Dzieci też stały w kolejce do Darskiego Nergala, a w całej zgrai widziałem tylko jednego "metala".
Nuria Martyna Wajrak
J.H. Bader
Może za daleko idę z wnioskami kolejkowymi bo do Badera stałem bardzo długo... chociaż WC Cejrowski miał krótszy ogonek. Nie ważne. Aaaa do Rudisa byli pojedynczy klienci... a do Domu nad rozlewiskiem, masa. Kaśka znalazła mi stoisko Czeskieklimaty.pl  gdzie do każdej książki dawano lentilki albo kofolę. Na straganie na pierwszym planie "Pepiki" na ulotce reklamowej też pepiki... ciekawostka taka. Tablicy ulicznej nie chcieli mi sprzedać ale zbiór czeskich autorów po 18 zł za sztukę. Hrabala mieli cały stos opowiadań. (AM, miałaś rację, że wszystko się wydaje po stokroć) . Martyna, taka duża dziewczyna, a zachciało się jej kolorowanek z Krecikiem i Żwirkiem. Tak, zeszyciki urocze :-).
 Znalazłem stoisko Zeszytów Literackich gdzie wygrzebałem (łatwo było, bo wiedziałem że 52)  z 1995 roku poświęcony Pradze. W środku Ripellino, G.H-Grudziński, Holan, Kolar, P.Kral, TGAsh, Havel, Holland, Tigrid, Zagajewski, Venclova, Cwietajewa, i inni.
Kolejka książek  rośnie, ale to pysznie! Trzy już zacząłem...
Zaczepiłem dyrktora GILA festiwalu Kino na Granicy z pytaniem o przyszłoroczny przegląd i ucieszył mnie potwierdzeniem że będzie, że mają sponsora, że nazwa trochę się zmieni ale nie będą nad tym płakać, że będzie Janusz Majewski i ... zapomniałem, Ondrih???
pocztówki Znaku
Ośrodek KARTA oprócz swoich prac historycznych sprzedawał reprinty pocztówek warszawskich, wyścigi na Dynasach, drewniane Okęcie, i wiele innych po 2zł.
Droga samochodem do i z Krakowa dłużyła się nam bardzo w deszczu i chłodzie. Wolelibyśmy odwiedzić targi książki w Katowicach, jeśli będą, bo będzie nam łatwiej.

Pół dnia to zdecydowanie za mało na targi książki. Najlepiej być tam wcześnie rano jak mieszczuchy śpią lub wstają. Konieczny jest zapas gotówki, chociaż nie można mieć przecież wszystkiego. Czuję niedosyt. Mało czasu, mało kasy...

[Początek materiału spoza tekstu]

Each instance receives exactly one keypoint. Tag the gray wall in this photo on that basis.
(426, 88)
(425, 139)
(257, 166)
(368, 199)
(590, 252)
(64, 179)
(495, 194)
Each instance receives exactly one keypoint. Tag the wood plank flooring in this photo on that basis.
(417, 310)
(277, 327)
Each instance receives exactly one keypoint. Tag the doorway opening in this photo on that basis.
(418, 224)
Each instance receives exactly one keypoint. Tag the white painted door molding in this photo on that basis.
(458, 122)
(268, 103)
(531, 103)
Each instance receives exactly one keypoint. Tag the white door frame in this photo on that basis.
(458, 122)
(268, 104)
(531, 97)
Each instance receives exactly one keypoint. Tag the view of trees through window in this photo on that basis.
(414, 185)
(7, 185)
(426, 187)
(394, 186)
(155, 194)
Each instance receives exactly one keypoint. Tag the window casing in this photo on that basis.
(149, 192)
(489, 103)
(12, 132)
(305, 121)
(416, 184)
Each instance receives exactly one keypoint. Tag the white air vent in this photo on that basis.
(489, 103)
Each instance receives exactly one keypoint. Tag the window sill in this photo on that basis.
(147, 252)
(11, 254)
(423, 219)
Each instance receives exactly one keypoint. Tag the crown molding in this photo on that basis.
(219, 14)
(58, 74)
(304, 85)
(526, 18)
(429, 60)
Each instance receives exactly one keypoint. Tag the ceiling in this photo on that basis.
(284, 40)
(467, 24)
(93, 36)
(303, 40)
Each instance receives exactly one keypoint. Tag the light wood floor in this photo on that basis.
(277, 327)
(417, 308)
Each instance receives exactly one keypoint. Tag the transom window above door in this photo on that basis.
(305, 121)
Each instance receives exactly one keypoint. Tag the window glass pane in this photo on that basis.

Piwo tylko w Pradze... nadal.

Nienawidzę powrotów do domu kiedy jakieś sprawy czekają. Nienawidzę kiedy rozdzwania się telefon po moim powrocie skądkolwiek. Jaki wielki musi być napór na moją aurę osób oczekujących mojego powrotu by pękła z pierwszym dzwonkiem i otrzeźwiała mnie deszczem głosów, spraw i zobowiązań... Nienawidzę, nie poradzę...
 Nareszcie, w ciszy domowego kąta mogę skupić się na przyjemnym rozpamiętywaniu minionych dni spędzonych we wspaniałym towarzystwie nie tylko Kaśki ale i Anki i Mariusza dzięki którym praski weekend w środku tygodnia okazał się taki ciekawy, owocny... i syty :-)

...przekroczenie granicy w Czeskim Cieszynie dało już nam namiastkę czeskiego klimatu. Spóznienie na pociag zmusiło nas do oczekiwania w tzw. barze dworcowym, pamiętającym jeszcze czasy komuny. Tylko lampy sufitowe były jakby z innej epoki, takie art deco... śliczne, ale reszta, bity PRL. Klucz od kibla na tacy  bufetu a mycie pokali systemem zanurzeniowym w całych czachach jest chyba standardem.  Co najbardziej uderzające, wszędzie popielniczki, wszędzie można palić, wszędzie można śmierdzieć. Ich smród stał się naszym smrodem. Nie myślałem o nim...
Wielki ekran nad barem nie zainteresował nas tak, jak  inna atrakcja barowa. Nad  wszystkim, nad barem, nad telewizorem, kursowała stara miniaturowa ciuchcia, w tę i z powrotem. Bufetowa ruszała się niespiesznie. Niedzielny poranek przyciągnął stałych bywalców dla których dom nie jest twierdzą. Dla nich twierdzą jest stolik z widokiem na wielki telewizor z angielskim programem sportowym. Przecież wyścigi samochodowe można oglądać i w niemym kinie. Czepiam się?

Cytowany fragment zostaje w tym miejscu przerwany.